Le Dr Jesse Roth, un éminent endocrinologue dont les recherches ont fondamentalement changé la compréhension du diabète, est décédé le 11 mars à son domicile de New York. Il avait 91 ans. Ses travaux ont démontré que le diabète ne provient pas seulement d’un manque d’insuline, mais aussi de l’incapacité des cellules à réagir correctement à ce diabète – une percée ancrée dans la découverte de récepteurs d’insuline défectueux.

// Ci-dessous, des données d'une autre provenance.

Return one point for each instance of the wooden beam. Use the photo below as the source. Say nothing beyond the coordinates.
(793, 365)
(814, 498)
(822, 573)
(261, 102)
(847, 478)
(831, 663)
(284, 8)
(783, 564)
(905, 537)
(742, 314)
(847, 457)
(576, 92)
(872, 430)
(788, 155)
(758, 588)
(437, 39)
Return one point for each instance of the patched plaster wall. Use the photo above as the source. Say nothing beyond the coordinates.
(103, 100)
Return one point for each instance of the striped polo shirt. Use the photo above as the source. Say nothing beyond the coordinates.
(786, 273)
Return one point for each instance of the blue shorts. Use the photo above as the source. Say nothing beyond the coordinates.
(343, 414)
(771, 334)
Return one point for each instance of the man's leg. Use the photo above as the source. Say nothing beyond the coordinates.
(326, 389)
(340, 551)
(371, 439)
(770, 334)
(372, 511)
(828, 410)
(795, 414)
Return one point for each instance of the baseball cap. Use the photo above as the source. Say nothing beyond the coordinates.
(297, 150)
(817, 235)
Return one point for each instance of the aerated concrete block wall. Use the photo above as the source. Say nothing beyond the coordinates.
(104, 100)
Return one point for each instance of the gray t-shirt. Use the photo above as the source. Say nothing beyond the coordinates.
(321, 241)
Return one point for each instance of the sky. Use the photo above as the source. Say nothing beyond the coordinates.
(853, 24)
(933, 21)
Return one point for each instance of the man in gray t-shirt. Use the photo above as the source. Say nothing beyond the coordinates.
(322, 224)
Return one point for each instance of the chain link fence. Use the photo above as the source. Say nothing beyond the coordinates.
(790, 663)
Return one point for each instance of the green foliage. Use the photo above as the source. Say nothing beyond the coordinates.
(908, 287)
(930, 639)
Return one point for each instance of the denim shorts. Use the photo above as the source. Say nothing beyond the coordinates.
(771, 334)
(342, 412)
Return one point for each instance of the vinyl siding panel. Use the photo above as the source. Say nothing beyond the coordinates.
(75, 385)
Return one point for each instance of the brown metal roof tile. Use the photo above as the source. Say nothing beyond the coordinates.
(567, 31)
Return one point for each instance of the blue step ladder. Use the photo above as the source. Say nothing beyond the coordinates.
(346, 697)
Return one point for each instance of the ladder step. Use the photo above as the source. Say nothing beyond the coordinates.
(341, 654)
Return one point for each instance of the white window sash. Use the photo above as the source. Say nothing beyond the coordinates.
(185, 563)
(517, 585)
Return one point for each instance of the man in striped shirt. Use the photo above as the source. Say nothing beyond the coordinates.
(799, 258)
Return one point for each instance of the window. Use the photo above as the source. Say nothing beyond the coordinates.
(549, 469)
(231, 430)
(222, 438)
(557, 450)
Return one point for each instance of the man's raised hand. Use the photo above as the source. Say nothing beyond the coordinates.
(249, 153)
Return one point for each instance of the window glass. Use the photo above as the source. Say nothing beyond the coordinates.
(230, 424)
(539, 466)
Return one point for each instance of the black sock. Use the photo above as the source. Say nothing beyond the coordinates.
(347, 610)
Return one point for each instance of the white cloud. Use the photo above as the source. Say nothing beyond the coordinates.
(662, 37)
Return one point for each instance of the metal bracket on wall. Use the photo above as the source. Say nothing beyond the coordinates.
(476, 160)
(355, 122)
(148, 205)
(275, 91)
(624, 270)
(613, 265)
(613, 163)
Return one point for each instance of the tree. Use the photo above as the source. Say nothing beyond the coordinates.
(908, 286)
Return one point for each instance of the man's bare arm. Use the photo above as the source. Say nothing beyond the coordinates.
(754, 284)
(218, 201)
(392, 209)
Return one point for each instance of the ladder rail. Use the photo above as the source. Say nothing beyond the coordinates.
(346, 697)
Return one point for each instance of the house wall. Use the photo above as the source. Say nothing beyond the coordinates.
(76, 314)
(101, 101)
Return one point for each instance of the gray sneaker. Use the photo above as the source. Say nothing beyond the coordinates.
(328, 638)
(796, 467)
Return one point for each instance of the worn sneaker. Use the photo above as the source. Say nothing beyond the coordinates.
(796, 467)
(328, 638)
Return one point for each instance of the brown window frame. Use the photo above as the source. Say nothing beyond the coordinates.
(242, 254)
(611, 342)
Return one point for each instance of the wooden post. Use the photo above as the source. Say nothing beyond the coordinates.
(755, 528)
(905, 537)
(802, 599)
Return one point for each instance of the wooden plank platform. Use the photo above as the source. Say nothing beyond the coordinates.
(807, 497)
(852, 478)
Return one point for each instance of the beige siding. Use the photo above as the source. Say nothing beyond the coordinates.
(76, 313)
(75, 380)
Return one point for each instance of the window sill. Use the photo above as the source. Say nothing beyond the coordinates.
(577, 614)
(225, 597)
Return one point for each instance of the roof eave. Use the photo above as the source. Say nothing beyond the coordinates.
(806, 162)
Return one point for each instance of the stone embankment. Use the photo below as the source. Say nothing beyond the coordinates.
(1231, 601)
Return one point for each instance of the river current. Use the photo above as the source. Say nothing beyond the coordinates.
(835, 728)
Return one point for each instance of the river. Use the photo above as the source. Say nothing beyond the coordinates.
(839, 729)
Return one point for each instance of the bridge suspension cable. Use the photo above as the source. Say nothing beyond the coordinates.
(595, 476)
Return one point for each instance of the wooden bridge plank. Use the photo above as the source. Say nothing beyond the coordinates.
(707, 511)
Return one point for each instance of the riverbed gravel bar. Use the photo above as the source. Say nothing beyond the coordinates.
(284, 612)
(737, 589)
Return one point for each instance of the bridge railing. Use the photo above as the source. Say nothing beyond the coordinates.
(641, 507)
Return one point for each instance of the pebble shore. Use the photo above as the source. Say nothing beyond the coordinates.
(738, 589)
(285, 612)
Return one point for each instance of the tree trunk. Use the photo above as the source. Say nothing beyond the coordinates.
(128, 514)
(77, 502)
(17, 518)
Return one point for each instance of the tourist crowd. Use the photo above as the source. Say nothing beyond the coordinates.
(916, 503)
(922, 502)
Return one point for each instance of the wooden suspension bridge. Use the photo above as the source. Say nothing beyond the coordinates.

Une carrière dédiée à la compréhension hormonale

Pendant plus de 50 ans, le Dr Roth a consacré sa carrière à comprendre les complexités des hormones et leurs interactions avec les cellules. Il a passé près de trois décennies aux National Institutes of Health (NIH) à Bethesda, dans le Maryland, où il n’a pas seulement mené des recherches ; il a façonné la prochaine génération de scientifiques.

Son mandat au NIH a débuté en 1963, à une époque où les mécanismes biologiques à l’origine de la résistance à l’insuline étaient encore largement inconnus. L’équipe du Dr Roth a été parmi les premières à prouver que les cellules possèdent des récepteurs protéiques spécialisés qui se lient à l’insuline et que des défauts dans ces récepteurs peuvent conduire au diabète. Ce n’était pas simplement une question académique ; cela expliquait pourquoi certaines personnes ayant des niveaux d’insuline normaux développaient quand même la maladie.

Du NIH à Johns Hopkins et au-delà

En 1991, le Dr Roth a rejoint l’Université Johns Hopkins pour poursuivre ses recherches sur la régulation hormonale. Il a ensuite rejoint les instituts Feinstein pour la recherche médicale à Manhasset, New York, en 2000. Même jusqu’à 80 ans, il est resté un chercheur actif, élargissant ses travaux pour inclure l’obésité et d’autres maladies liées aux hormones.

“Il était stimulé par la science et son enthousiasme était contagieux”, a déclaré le Dr Betty Diamond, directrice de l’Institut de médecine moléculaire des Instituts Feinstein. “Il a changé toute notre conception de la façon dont les cellules réagissent aux hormones.”

L’héritage de l’innovation

Le travail du Dr Roth ne consistait pas seulement à identifier le problème ; il a ouvert la voie à des thérapies ciblées conçues pour améliorer la sensibilité à l’insuline. Comprendre comment les cellules interagissent avec les hormones est désormais fondamental pour traiter non seulement le diabète, mais également toute une série de troubles métaboliques.

Sa contribution ne visait pas seulement à clarifier la science du diabète ; il a redéfini notre approche des maladies hormonales, touchant des millions de personnes dans le monde.

Le décès du Dr Roth marque la fin d’une époque en endocrinologie, mais son héritage continue de stimuler la recherche et d’inspirer les nouvelles générations de scientifiques. Son travail reste essentiel pour améliorer la vie des personnes touchées par le diabète et d’autres maladies liées aux hormones.